時間逆行系人生やり直しラブコメ ※ただし俺以外。

揚羽常時

俺以外全員時間逆行


 学校があれば放課後がある。そりゃ昼があれば夜があるんだから、登校すればいつかは放課後になる。


「…………」


 いわゆるオタク気質の陰キャな俺は、文芸部に所属していて部長と二人運営していた。友人関係は壊滅的じゃない。クラスには二人の知人がいる。山森と海川。前者が男子で後者が女子。


「じゃあな。平野」


「また明日ね、平野」


 ちなみに平野というのが俺の名だ。山森と海川に続いて苗字が平野と来たもんだから何かしらの運命を感じなくもない。その山森と海川は付き合っている。あれで結構ラブラブで、俺は二人の惚気にちょくちょくつき合わされたりしているのだ。


「今日のデートどこ行く?」


「スタッブでよくね。新しいラテ出すっぽいし」


 放課後に恋人とスタッブか。いい御身分の二人だ。そのまま爆発してしまえ。とか言いつつも二人を祝福している辺り、俺も悪人にはなれそうもない。


「ご機嫌そうだね?」


 腕を組んでバカップルぶりを見せつけながら去っていく友人二人に十字を切って、そのまま文芸部へ。そうして部室で本を読んでいると部長の唐澤が俺の方を見た。文芸部と言っても狭い部室棟にある一部屋で、本棚に並んでいるのは時代を感じさせるラインナップ。俺はそこで一冊読んでいて、部長はパソコンとにらめっこ。


「友人の恋が鮮烈でして」


 ご機嫌の理由には弱いかもしれないがまごうことなき本音だ。


「恋……か」


 パソコンのキーボードをカタカタ打ちながら、その生物特有の文化に思いをはせる唐澤部長。たしかパソコンは職員室のモデルを一新するから、旧式でよければ譲りましょうという提案の元、そのうちの一機が文芸部に提供されたものだ。型は古いが時代遅れではなく、電源ボタンを押せば十秒くらいでデスクトップ画面が表示される。


「君は恋をしたことはあるかね?」


 文学者志望にしては平坦な言葉だ。俺は下校している美少女を見てため息をついた。高天原なる名前の美少女は、この学校のトップで高嶺の花である。
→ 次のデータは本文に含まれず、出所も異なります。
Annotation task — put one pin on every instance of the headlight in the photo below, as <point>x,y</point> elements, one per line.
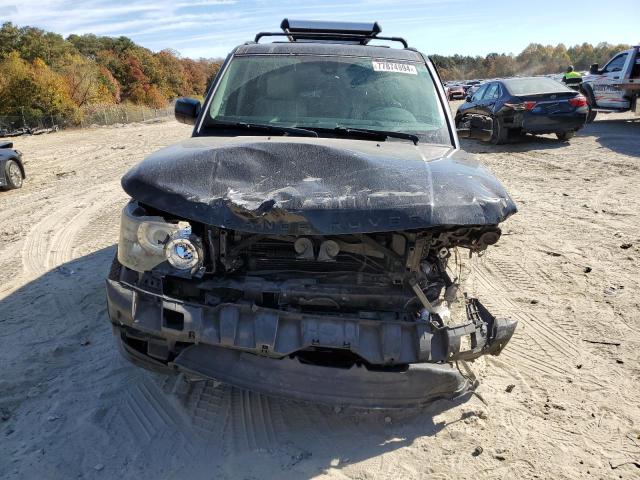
<point>148,241</point>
 対照的なのが目の前の部長。少し大時代的な唐澤部長の言葉遣いにももうすでに慣れている俺がいる。


 彼女はあまり手入れのされていない黒髪を三つ編みのおさげにして、太いフレームの眼鏡をかけている。例えるなら文学少女だが、さほどロマンのある存在でもない。陰キャの俺には言われたくないだろうが、まぁ芋というかモブというか。磨けば光る逸材だが、セクハラなので俺から「化粧をすれば?」とかは言いづらい。


「恋ねぇ」


 憧れの感情を他者に向けたことがそう無い。オリンピック選手もアイドルも政治家も、憧れるかと言われると中々ね。SNSが支配している昨今の社会情勢的に考えると、名が売れるということはファンから監視されることに他ならない。


「好きな人はいないのかい?」


「生憎と」


 誤魔化してわけでもなく、そう言って。俺はその日の部活動を終えた。







     ***







「くあ……」


 そして次の日。テレビのニュースを見ていると頭のおかしい放送がされていた。


『国民の皆様にはご承知のことと思われますが今は二千二十五年です』


 朝飯を食いつつテレビを見ていると、


『確かに時間が巻き戻っています。どうかこのことを厳重に受け止め、安易な暴走を戒めること切に……』


「何を言ってるんだ?」


 あまり裕福でもない我が家はアパートの一室を陣取っており、ネットやゲームなどは一切ない。辛うじて家庭を支えている母親が、超低額プランで最低限のスマホを使っている程度。なのでスマホを持っていない俺はネットに触れること能わず。だがニュース番組を見ていると、そのどれもが「時間逆行がどうの」「未来の日本がどうの」「我々は一致団結せねばならいのどうの」という文言であふれていた。今日はエイプリルフールじゃないよな、とか思いつつ日本のマスメディアも落ちるところまで落ちたかと十字を切る。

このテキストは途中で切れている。